Ein Jahr danach: BM Quirgst (ÖVP) im Interview

F. Quirgst, seit 1 Jahr Buergermeister von Deutsch Wagram

Wie sieht es in der Gemeinde ein Jahr nach der Wahl aus. Welche Veränderungen kamen auf die Bevölkerung zu, wie weit wurde das Arbeitsübereinkommen mit den Grünen realisiert?
Weiters kommen Marchfeldschnellstraße, KDZ, Betriebsansiedlungen und die Umgestaltung des Kirchenplatzes zur Sprache.
Mit dem Bürgermeister sprach R. Sieberth.

Rs: Hr. Bürgermeister, danke, dass sie sich Zeit nehmen für ein Interview.

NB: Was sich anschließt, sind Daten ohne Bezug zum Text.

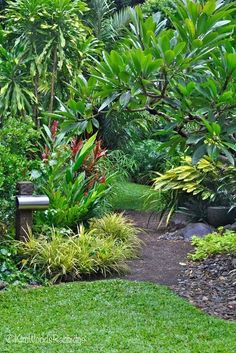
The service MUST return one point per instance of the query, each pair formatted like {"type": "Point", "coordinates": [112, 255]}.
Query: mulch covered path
{"type": "Point", "coordinates": [210, 284]}
{"type": "Point", "coordinates": [161, 261]}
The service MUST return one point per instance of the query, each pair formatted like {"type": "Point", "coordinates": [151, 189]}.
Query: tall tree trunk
{"type": "Point", "coordinates": [53, 82]}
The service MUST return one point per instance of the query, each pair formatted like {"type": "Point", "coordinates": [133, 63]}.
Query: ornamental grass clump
{"type": "Point", "coordinates": [75, 255]}
{"type": "Point", "coordinates": [119, 228]}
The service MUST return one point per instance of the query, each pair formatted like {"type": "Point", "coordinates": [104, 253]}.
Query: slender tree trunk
{"type": "Point", "coordinates": [36, 104]}
{"type": "Point", "coordinates": [53, 82]}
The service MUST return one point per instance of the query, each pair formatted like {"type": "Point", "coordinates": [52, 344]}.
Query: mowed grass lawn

Das Stadtfernsehen befragt Politiker aller Parteien zur Situation in Deutsch Wagram, ein Jahr nach der Wahl. Wie groß war für sie die Umstellung vom Gemeinderat zum Bürgermeister?

BM Qu: Natürlich ist die Arbeitsintensität deutlich gestiegen, es hat auch eine berufliche Änderung bewirkt, sodass ich meinen Zivilberuf zurückgeschraubt habe. Insofern war der Unterschied doch sehr deutlich.

Politische Erfahrung, Arbeitsübereinkommen mit den Grünen

Rs: Es fällt auf, dass sowohl Bürgermeister (BM) als auch Vizebürgermeisterin (VBM) vorher Mitglied im Gemeinderat (GR) aber nicht Stadtrat bzw. Stadträtin waren. Sehen sie darin einen Nachteil?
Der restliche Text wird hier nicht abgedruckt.